The third plenary session of the 16th Central Committee of the Chinese Communist Party, which concluded yesterday, is likely to prove to be another historic milestone in China's long road of reform.
The central theme of the meeting's resolution was to improve the socialist market economic system. Significantly, it recognised the importance of establishing a modern system of distinguishing, protecting and transferring property rights as conducive to the protection of private property and the development of the non-collectivist - ie. private - sector of the economy.
This new thinking will be implemented by amending the national constitution. Ex-president Jiang Zemin's Theory of the Three Represents - seen as a way of bringing the private sector into the mainstream - is to be incorporated. But more important, on a practical level, is the proposal to give legal protection to private property rights for the first time. After years of reform and restructuring, a rapidly expanding class of entrepreneurs and professionals who are not employees of the state has emerged across the country. They have become rich principally by applying their skills and talents. Yet, in a communist state that still officially reveres collective ownership and despises private property, they feel insecure. They are yearning for recognition of their contributions to the country's growth as well as for protection of the fruits of their labour.
If the Communist Party is to continue to maintain its grip over the country - which it has every intention of doing - it simply has to absorb them into the party; otherwise, it risks forcing them to band together to form a potentially dangerous opposition that threatens the party's legitimacy.
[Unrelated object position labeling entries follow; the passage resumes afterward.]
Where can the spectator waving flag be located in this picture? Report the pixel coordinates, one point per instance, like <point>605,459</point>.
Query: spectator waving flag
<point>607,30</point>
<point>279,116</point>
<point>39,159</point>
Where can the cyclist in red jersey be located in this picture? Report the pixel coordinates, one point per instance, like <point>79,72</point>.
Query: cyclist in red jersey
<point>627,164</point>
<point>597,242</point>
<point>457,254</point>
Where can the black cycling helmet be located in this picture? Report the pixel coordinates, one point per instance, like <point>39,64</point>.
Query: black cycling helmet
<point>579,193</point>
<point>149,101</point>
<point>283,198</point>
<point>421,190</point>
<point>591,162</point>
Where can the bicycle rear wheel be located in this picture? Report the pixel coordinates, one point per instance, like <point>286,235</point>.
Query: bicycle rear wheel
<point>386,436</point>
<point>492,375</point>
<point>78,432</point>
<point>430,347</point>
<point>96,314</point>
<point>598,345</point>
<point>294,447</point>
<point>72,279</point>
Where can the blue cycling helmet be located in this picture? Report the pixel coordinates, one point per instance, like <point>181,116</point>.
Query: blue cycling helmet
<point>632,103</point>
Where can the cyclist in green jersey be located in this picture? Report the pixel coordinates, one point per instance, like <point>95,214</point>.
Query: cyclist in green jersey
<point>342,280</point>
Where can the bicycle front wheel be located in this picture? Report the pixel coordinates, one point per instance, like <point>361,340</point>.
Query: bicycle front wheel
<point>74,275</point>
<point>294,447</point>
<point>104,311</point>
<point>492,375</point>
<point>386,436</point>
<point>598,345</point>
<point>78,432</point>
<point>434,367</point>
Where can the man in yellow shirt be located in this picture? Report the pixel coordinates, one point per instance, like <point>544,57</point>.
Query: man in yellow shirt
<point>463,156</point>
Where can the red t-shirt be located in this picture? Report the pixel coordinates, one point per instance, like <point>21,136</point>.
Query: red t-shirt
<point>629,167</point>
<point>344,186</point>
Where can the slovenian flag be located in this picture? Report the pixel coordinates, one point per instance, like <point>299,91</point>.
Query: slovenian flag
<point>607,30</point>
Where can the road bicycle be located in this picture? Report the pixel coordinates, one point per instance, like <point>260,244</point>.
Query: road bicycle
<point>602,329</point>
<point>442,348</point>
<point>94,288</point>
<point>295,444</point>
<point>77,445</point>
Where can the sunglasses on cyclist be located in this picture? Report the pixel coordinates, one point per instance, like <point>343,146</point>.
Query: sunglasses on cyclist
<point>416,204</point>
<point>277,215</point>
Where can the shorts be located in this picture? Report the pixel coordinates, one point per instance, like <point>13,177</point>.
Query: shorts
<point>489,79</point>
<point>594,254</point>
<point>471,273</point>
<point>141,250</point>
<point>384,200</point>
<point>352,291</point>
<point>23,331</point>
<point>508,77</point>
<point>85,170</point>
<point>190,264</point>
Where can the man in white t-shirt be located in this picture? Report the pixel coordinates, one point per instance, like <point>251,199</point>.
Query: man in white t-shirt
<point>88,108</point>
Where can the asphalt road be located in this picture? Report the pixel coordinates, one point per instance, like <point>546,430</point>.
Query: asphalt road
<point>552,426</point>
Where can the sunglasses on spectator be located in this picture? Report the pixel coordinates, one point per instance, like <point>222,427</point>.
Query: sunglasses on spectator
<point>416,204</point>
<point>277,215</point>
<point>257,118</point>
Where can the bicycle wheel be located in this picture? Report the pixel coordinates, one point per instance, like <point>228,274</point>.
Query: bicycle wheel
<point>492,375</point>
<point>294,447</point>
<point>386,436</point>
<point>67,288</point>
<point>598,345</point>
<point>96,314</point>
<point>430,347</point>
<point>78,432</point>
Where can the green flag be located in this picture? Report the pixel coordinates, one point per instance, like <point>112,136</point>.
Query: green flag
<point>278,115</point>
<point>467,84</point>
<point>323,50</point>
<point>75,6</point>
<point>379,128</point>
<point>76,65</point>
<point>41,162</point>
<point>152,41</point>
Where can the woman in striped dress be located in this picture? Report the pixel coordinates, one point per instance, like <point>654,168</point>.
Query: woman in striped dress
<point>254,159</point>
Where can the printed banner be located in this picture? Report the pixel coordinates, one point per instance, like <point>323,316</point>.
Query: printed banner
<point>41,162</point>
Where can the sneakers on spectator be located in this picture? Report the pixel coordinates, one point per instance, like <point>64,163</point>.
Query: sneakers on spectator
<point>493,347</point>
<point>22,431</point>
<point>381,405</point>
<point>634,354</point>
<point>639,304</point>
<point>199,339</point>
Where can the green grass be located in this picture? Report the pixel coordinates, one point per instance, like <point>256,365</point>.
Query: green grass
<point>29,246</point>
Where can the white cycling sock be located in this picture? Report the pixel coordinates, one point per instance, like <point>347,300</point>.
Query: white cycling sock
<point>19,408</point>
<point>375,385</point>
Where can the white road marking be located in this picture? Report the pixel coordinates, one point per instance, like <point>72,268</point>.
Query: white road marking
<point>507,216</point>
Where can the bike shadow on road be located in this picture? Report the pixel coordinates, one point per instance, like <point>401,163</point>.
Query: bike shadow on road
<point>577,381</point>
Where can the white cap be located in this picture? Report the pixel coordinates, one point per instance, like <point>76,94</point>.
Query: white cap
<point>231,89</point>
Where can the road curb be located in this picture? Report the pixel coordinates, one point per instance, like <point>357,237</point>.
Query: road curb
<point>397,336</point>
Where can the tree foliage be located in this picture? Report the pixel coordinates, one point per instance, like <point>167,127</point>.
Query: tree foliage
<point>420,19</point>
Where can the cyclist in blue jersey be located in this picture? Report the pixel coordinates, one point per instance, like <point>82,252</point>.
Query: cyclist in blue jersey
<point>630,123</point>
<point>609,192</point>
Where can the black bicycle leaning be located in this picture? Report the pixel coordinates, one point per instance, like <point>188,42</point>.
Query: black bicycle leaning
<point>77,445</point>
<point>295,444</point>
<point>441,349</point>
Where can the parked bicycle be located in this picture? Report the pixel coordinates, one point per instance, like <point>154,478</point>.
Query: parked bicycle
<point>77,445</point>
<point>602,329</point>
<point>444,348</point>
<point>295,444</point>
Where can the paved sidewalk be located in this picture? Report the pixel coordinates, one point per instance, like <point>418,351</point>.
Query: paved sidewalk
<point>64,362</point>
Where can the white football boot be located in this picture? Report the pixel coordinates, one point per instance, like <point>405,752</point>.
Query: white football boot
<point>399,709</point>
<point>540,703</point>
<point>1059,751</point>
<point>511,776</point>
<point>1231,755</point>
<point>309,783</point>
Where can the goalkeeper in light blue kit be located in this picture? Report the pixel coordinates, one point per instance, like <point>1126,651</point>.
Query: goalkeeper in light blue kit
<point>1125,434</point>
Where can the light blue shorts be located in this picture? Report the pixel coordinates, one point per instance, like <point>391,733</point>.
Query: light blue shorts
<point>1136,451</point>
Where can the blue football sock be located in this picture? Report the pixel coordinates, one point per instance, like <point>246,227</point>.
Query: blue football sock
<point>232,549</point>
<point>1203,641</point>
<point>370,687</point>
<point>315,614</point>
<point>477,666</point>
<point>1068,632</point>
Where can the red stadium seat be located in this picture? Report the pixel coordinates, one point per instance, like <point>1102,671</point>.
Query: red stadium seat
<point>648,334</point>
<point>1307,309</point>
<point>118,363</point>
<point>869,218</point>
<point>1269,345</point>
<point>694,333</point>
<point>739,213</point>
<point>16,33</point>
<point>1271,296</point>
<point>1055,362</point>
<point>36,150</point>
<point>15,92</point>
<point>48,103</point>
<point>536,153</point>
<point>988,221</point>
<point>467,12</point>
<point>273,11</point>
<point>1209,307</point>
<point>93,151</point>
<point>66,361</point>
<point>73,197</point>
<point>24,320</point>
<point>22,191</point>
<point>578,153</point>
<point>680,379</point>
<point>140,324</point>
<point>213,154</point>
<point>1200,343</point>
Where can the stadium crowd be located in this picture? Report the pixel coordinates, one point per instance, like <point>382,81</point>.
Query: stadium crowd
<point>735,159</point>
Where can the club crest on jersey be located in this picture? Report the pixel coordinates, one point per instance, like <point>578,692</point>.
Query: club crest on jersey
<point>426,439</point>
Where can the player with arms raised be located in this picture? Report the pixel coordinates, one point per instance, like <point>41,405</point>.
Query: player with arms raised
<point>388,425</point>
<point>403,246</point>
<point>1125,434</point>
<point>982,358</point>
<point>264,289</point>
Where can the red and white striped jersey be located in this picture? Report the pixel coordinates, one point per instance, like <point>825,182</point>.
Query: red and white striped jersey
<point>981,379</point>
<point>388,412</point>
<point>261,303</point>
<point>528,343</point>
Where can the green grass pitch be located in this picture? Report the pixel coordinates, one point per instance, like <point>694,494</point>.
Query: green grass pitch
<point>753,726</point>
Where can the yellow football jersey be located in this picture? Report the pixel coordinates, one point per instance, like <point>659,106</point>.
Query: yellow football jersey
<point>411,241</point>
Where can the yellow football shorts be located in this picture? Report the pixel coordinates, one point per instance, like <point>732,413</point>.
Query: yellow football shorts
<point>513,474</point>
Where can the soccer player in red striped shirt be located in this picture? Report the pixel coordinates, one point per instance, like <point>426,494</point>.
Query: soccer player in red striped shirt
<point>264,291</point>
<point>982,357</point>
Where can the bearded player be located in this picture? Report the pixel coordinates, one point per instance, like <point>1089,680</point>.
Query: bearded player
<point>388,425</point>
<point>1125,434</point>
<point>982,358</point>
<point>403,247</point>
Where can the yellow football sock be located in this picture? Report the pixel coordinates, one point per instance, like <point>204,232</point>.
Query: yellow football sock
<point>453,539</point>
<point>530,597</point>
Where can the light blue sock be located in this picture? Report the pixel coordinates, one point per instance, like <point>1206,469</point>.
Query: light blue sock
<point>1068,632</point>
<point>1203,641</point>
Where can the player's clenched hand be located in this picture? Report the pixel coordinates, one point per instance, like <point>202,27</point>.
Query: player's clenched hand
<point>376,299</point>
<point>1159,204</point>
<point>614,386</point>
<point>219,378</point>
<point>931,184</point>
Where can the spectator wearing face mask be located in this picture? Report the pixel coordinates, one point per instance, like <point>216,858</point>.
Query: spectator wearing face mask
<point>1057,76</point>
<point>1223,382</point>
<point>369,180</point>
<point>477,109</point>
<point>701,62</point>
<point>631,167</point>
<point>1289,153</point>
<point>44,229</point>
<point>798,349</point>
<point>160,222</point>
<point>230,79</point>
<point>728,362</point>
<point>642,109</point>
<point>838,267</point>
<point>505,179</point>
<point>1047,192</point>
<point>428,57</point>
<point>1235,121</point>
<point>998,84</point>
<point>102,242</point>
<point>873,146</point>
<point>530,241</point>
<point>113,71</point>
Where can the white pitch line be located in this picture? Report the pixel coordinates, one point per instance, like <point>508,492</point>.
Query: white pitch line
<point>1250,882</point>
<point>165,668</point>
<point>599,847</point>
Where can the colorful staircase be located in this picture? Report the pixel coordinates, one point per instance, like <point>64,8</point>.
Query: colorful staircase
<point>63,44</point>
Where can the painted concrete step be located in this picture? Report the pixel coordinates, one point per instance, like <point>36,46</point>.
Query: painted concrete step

Interestingly, in trying to accommodate the private sector, the party has obviously become less dogmatic. Ideologically, it is looking increasingly like a socialist party in the west, apart from its illogical insistence on one-party rule.
Surely, past reforms over the years have established a strong foundation for the country to embark on further growth and metamorphosis. At the same time, the country also faces numerous problems - mass unemployment, a widening wealth gap, rampant corruption and a government that is overly intrusive, inefficient, unaccountable and opaque.
This is an opportunity for the new leaders - who only took over the helm of the party a year ago - to make their own mark on the agenda that China will be following in the years ahead. It is time to shift gear and move on.